Old-school variety show
Hands up if you’ve heard this before: we’re living in a post-modern age, where it’s not about facts or truth, it’s about relationship, and the thing people hunger most for is connectedness, community, the sense that someone cares. Well, don’t burn your graphs and flip charts just yet, people. There are modernists in your midst. Nerds. Geeks. Children of The Enlightenment. Fact-hungry eggheads who would rather calculate than communicate. I know – I am one. I tried following the touchy-feely principles – ‘eat a diverse diet, lots of colours, mostly fruit and vegetables, only a little processed food’ – and all I got was confusion and guilt. But with hard data – ‘a peach has 60 calories, a muffin has 600’ – I can make informed decisions. My point? If I’m talking to people about God-stuff, some of them will probably want information, not just relationship. Some of them will respond to the rightness, the completeness, the intellectual elegance of a God-based worldview – or any number of other God-things. Some of them will mostly want to know that He loves them. But that diversity is ok.

Guilty pleasures
So there's a lot to talk about when it comes to food and body and morality and such. One of the things I’ve learnt is this: food is a moral issue to the extent that any stewardship is a moral issue. God has given me resources – body, health, money, skills, time, mind – and the point is to use them under His direction. If I use them poorly, I show disrespect to The Giver. But the chocolate itself (and the plasma-screen and the song) is value-neutral. That knowledge is freeing. It feels more true. It’s counter-cultural. I like it.

2 comments:

Anonymous said...

love the way you re-plate food as a moral issue. do you see a distinction between 'moral' and 'spiritual' issues?

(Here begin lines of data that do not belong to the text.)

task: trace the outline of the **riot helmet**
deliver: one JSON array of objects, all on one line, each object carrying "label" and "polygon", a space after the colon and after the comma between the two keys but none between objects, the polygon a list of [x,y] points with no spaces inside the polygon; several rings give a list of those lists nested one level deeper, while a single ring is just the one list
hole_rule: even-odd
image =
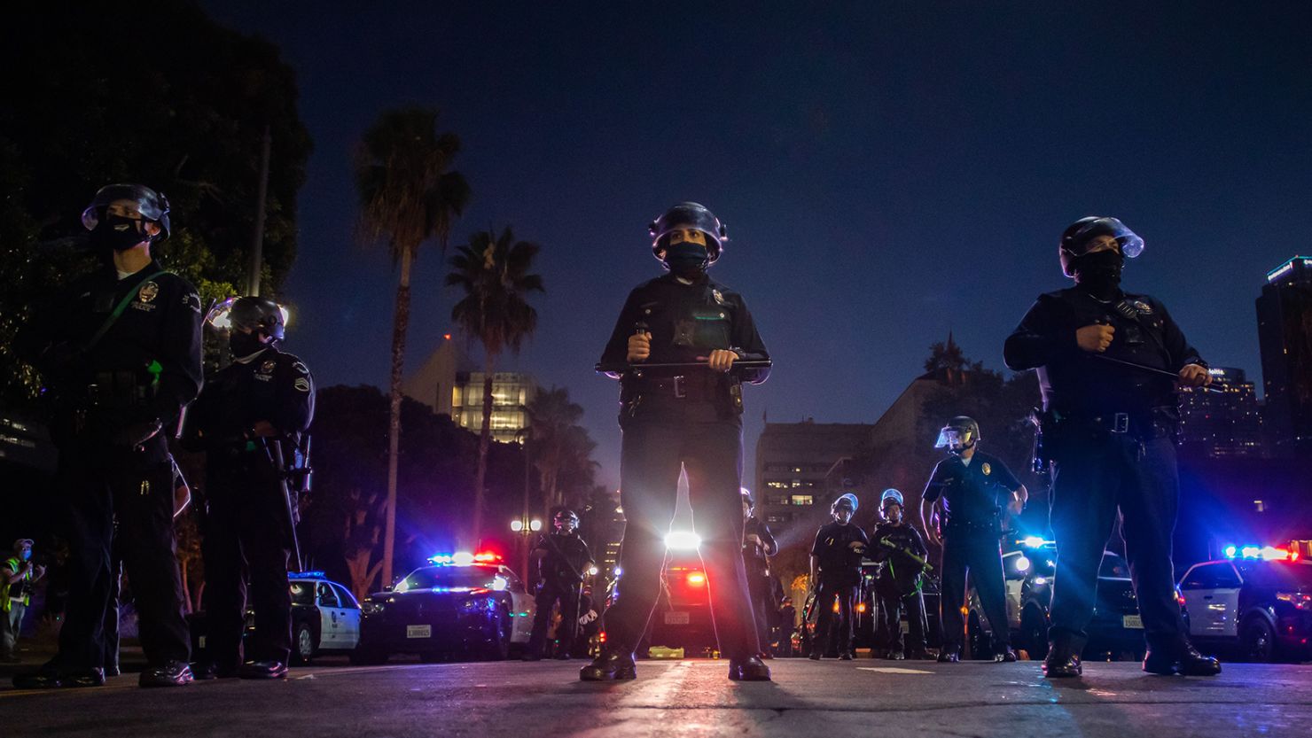
[{"label": "riot helmet", "polygon": [[1136,258],[1144,250],[1144,240],[1120,220],[1103,215],[1089,215],[1076,220],[1061,232],[1057,256],[1061,260],[1063,274],[1075,277],[1076,262],[1089,253],[1089,244],[1098,236],[1115,239],[1124,258]]},{"label": "riot helmet", "polygon": [[568,507],[562,507],[551,519],[551,524],[555,526],[558,534],[569,535],[579,528],[579,515]]},{"label": "riot helmet", "polygon": [[670,207],[647,225],[647,232],[652,237],[652,256],[672,271],[674,265],[670,263],[669,232],[677,228],[695,228],[706,235],[706,258],[702,261],[702,270],[720,258],[724,241],[729,240],[728,228],[706,206],[681,202]]},{"label": "riot helmet", "polygon": [[[110,206],[125,208],[140,218],[112,214]],[[104,233],[106,243],[122,250],[142,241],[155,243],[168,239],[172,232],[168,212],[169,204],[164,193],[157,193],[146,185],[123,182],[105,185],[97,190],[91,204],[83,210],[81,222],[83,227],[92,232],[93,240],[100,240],[97,235]],[[146,233],[144,227],[134,223],[136,220],[155,223],[160,232],[151,236]],[[134,236],[139,237],[133,240]]]},{"label": "riot helmet", "polygon": [[[879,516],[883,520],[888,520],[888,509],[893,505],[896,505],[903,511],[907,510],[907,505],[903,502],[901,493],[897,492],[896,489],[886,489],[884,493],[879,497]],[[900,518],[901,515],[899,515],[899,519]]]},{"label": "riot helmet", "polygon": [[947,425],[938,431],[938,440],[934,448],[947,448],[953,454],[960,455],[968,448],[974,448],[980,439],[980,425],[974,418],[956,416],[947,421]]},{"label": "riot helmet", "polygon": [[743,514],[743,516],[747,518],[753,510],[756,510],[756,501],[752,499],[752,490],[745,486],[739,488],[739,495],[743,498],[743,505],[747,506],[747,511]]},{"label": "riot helmet", "polygon": [[851,516],[857,514],[858,506],[857,495],[846,492],[833,501],[833,505],[829,506],[829,514],[841,523],[849,523]]},{"label": "riot helmet", "polygon": [[269,298],[237,298],[228,311],[228,324],[252,333],[262,330],[274,341],[282,341],[286,336],[282,305]]}]

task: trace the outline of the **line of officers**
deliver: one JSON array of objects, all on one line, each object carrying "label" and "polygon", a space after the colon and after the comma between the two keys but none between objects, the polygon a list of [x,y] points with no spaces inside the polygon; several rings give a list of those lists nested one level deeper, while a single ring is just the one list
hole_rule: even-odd
[{"label": "line of officers", "polygon": [[[106,670],[117,674],[119,566],[139,616],[142,687],[283,678],[287,569],[299,558],[295,488],[306,482],[302,443],[314,418],[310,370],[278,350],[279,305],[240,298],[228,309],[232,362],[202,378],[199,295],[152,254],[172,229],[161,193],[101,187],[81,222],[98,267],[37,305],[14,341],[45,383],[59,451],[56,532],[70,549],[59,650],[14,684],[96,687]],[[171,435],[207,456],[195,497],[211,661],[195,672],[173,532],[188,485]],[[243,654],[247,582],[256,631]]]}]

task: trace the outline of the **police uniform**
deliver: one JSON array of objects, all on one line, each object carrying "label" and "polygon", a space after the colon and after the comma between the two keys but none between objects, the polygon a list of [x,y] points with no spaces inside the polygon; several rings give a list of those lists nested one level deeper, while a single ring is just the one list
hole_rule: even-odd
[{"label": "police uniform", "polygon": [[[854,543],[859,545],[853,548]],[[861,586],[861,558],[869,545],[870,536],[855,523],[842,524],[834,520],[816,532],[811,556],[816,557],[820,568],[816,583],[816,606],[820,612],[816,617],[816,638],[811,646],[812,657],[834,645],[838,655],[850,653],[855,625],[853,611],[857,606],[857,589]],[[838,598],[838,612],[833,611],[834,598]]]},{"label": "police uniform", "polygon": [[[757,536],[761,544],[748,543],[748,536]],[[770,632],[778,620],[779,599],[775,596],[774,578],[770,575],[769,556],[779,552],[774,534],[760,518],[752,515],[743,527],[743,566],[747,569],[748,592],[752,595],[756,619],[757,640],[762,650],[770,648]]]},{"label": "police uniform", "polygon": [[[715,254],[724,229],[705,207],[676,206],[651,225],[653,252],[664,250],[661,228],[701,223]],[[712,223],[712,224],[711,224]],[[666,231],[668,232],[668,231]],[[705,257],[705,254],[703,254]],[[714,256],[710,261],[714,261]],[[636,287],[625,301],[602,353],[602,366],[627,364],[627,341],[636,330],[651,336],[644,362],[706,363],[716,349],[739,360],[769,359],[741,295],[702,270],[670,271]],[[635,364],[640,370],[642,364]],[[664,536],[674,518],[678,477],[687,472],[689,501],[698,520],[701,553],[711,582],[711,615],[720,650],[729,658],[731,678],[760,651],[743,568],[743,396],[741,383],[765,381],[769,368],[729,372],[695,368],[647,368],[621,378],[621,505],[625,537],[619,554],[622,596],[606,615],[604,659],[585,667],[585,680],[631,678],[631,651],[643,637],[660,594],[665,560]],[[628,654],[625,654],[625,650]],[[604,663],[605,662],[605,663]],[[756,663],[752,669],[761,670]],[[760,678],[758,674],[745,676]]]},{"label": "police uniform", "polygon": [[[880,628],[887,637],[890,654],[905,653],[920,655],[925,651],[925,598],[921,595],[921,573],[924,566],[907,556],[907,551],[925,558],[928,549],[920,531],[907,523],[895,526],[880,523],[875,527],[874,560],[883,562],[879,578],[875,579],[875,592],[879,595]],[[892,545],[884,545],[884,541]],[[903,651],[901,613],[907,608],[909,640]]]},{"label": "police uniform", "polygon": [[538,539],[535,548],[546,551],[546,554],[538,560],[538,610],[533,616],[529,653],[542,654],[551,610],[559,600],[560,627],[556,629],[559,641],[556,654],[572,654],[575,636],[579,633],[580,590],[586,569],[593,562],[592,552],[577,534],[547,534]]},{"label": "police uniform", "polygon": [[1052,460],[1057,541],[1050,637],[1078,654],[1093,617],[1107,532],[1120,532],[1149,645],[1174,648],[1186,631],[1174,594],[1172,532],[1179,501],[1174,383],[1080,350],[1078,328],[1107,322],[1107,357],[1172,374],[1202,359],[1166,308],[1148,295],[1099,300],[1076,286],[1040,295],[1006,340],[1006,366],[1038,370]]},{"label": "police uniform", "polygon": [[943,498],[943,572],[938,616],[945,654],[956,654],[962,649],[967,574],[993,629],[994,650],[1010,648],[1002,552],[998,548],[1002,535],[1000,502],[1019,488],[1021,482],[1006,464],[977,448],[968,460],[954,455],[939,461],[925,485],[925,501]]},{"label": "police uniform", "polygon": [[[293,531],[285,485],[291,455],[314,412],[308,367],[273,345],[215,372],[188,410],[184,443],[206,451],[201,552],[206,648],[218,674],[231,674],[243,662],[248,578],[256,620],[245,661],[285,666],[290,657]],[[260,421],[278,435],[256,438],[252,426]]]},{"label": "police uniform", "polygon": [[[174,556],[173,464],[163,429],[201,387],[195,288],[154,261],[127,277],[108,265],[35,312],[16,347],[47,383],[67,506],[67,619],[59,654],[47,666],[52,674],[81,675],[104,667],[117,516],[142,649],[152,669],[174,665],[180,671],[176,665],[185,666],[190,642]],[[156,433],[140,440],[150,430]]]}]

my favourite line was this tidy pronouncement: "There are modernists in your midst". That's just plain gold!

Simone said...

Hey Karyn,
I totally agree with your comment that food etc is value neutral - one thing we as people do is tend to give way too much power to money, food, things, when we actually need to be listening to the Holy Spirit guiding and encouraging us in the way that is right. That said, I still struggle not to eat that bit (read: bits) of chocolate when the sweet craving hits - but I am learning along with those who desire to learn that the Holy Spirit is there to help us define our limits in any area of our life if we bring it to Him. Dieting included!